Ce texte, qui n’a aucune valeur législative, mais seulement une portée politique et doctrinale, a été élaboré par l’Office Parlementaire d’Evaluation des Choix Scientifiques et Techniques (OPECST), un organisme qui a été institué par l’Assemblée Nationale pour éclairer le législateur, mais dont la fonction n’a jamais été à la hauteur des ambitions initiales.

Cette déclaration intervient dans un contexte social où la confiance dans les vertus de la science est remise en cause, à la fois par les climato-sceptiques négationnistes 1 et par des affaires publiques soulignant son absence de neutralité, en raison des liens entre la recherche et l’industrie.

La finalité de ce texte vise donc à restaurer la confiance publique dans les vertus de la science, capable de relever les défis du monde moderne, et non de les aggraver, comme cela est arrivé souvent.

Ce texte se compose de deux parties : l’une est consacrée, à l’image de la loi, aux « considérants », destinés à en expliquer les motifs, tandis que l’autre comporte des directives à caractère politique, susceptibles d’être reprises par la loi.

Faire perdre à la science sa neutralité en la soumettant à la logique économique dominante.

Des remarques préliminaires peuvent être faites quant à l’usage des mots. Tout d’abord, en ce qui concerne le mot « science », qui apparaît un peu comme un mot magique, corollaire du mot « progrès ». Aucune définition n’en a été donnée, sauf qu’il apparaît comme associé à celui de « technique » 2, révélateur de l’amalgame en vigueur.

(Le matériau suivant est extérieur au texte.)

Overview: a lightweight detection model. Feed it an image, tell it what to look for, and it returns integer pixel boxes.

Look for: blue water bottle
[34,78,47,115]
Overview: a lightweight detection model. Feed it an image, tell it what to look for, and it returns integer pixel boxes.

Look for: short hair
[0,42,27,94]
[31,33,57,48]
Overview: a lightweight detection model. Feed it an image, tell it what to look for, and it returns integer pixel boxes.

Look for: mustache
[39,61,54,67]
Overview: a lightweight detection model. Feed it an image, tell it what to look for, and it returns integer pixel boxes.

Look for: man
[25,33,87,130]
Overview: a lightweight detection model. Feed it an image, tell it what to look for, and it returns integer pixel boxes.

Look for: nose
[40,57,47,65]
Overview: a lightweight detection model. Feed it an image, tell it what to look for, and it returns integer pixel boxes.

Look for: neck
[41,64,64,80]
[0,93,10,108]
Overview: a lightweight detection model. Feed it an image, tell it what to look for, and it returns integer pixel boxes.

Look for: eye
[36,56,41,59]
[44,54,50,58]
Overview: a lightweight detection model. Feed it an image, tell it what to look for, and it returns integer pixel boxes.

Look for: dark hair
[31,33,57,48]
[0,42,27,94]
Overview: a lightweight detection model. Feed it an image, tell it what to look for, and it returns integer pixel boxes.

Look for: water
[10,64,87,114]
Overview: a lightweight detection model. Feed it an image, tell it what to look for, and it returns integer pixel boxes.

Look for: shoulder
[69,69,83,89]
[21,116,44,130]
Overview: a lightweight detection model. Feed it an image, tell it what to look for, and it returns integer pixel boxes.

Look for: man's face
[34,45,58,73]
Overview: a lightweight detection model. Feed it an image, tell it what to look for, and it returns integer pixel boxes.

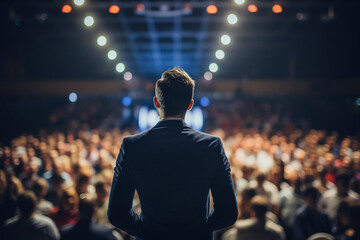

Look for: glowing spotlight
[272,4,282,13]
[227,13,238,25]
[109,5,120,14]
[204,72,213,81]
[248,4,258,13]
[215,49,225,60]
[234,0,245,5]
[108,50,117,60]
[116,63,125,72]
[136,3,145,12]
[69,92,77,102]
[206,5,217,14]
[74,0,85,6]
[220,34,231,45]
[97,36,107,46]
[124,72,132,81]
[200,97,210,107]
[84,16,95,27]
[122,97,132,107]
[209,63,219,72]
[61,5,72,13]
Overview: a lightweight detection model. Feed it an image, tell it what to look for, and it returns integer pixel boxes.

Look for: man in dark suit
[108,68,238,240]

Plus grave encore, le texte fait référence à l’innovation et à la compétitivité de notre pays, ce qui semble soumettre la science à la logique économique dominante, lui faisant perdre par la même sa neutralité. Or, le texte en question fait référence à « l’esprit des Lumières » qui, malheureusement, ne semble pas avoir habité celui de ses rédacteurs !

 

 

Parmi les « considérants », il y en a un qui a particulièrement retenu notre attention, car il est révélateur d’une conception religieuse de la science 3. A savoir, la nécessité de ne pas contester la validité des expertises scientifiques, fondatrices aujourd’hui des décisions politiques et économiques.

Il s’agit là d’une conception à l’opposée de l’esprit qui, historiquement, a conduit à l’invention de la science.

Or, justement, il se trouve aujourd'hui que de nombreuses affaires, révélées par les médias, soulignent la partialité de conclusions scientifiques, favorables à des intérêts industriels, concernant des risques sanitaires et écologiques liés à certaines pratiques industrielles.

On peut citer à ce propos l’affaire du Roundup de Monsanto 4, dont les dangers étaient connus depuis longtemps par l’entreprise, sans que des mesures de suspension de vente aient été prises, mais aussi celle des logiciels antipollution truqués par Volkswagen et Renault, dont les résultats avaient pourtant été homologués par la puissance publique.

Ces affaires démontrent le côté pervers de la foi dans la science dont se réclame la déclaration de l’Assemblée Nationale.

Les affaires du Roundup de Monsanto ou des logiciels antipollution truqués par Volkswagen et Renault démontrent le côté pervers de la foi dans la science.

Mais, au-delà même de ce constat, ce genre d’affaire pose la question des difficultés d’un contrôle démocratique de décisions échappant aux consommateurs béotiens 5. Autant, jusqu'à il y a encore une soixantaine d'années, il était facile à toute personne capable d’observation de constater la pollution émise par l’industrie ou les véhicules. Autant, maintenant, cela devient impossible, car la pollution est devenue invisible, seulement détectable par des appareils sophistiqués et des experts du domaine.

Seul le recours à des contre-expertises, menées par des experts indépendants, appartenant souvent à des associations, peut permettre de réintroduire un certain degré d’honnêteté dans ce type de dossier 6.

Mais encore, faut-il qu’un droit soit requis en faveur de personnes qualifiées de « lanceurs d’alerte ».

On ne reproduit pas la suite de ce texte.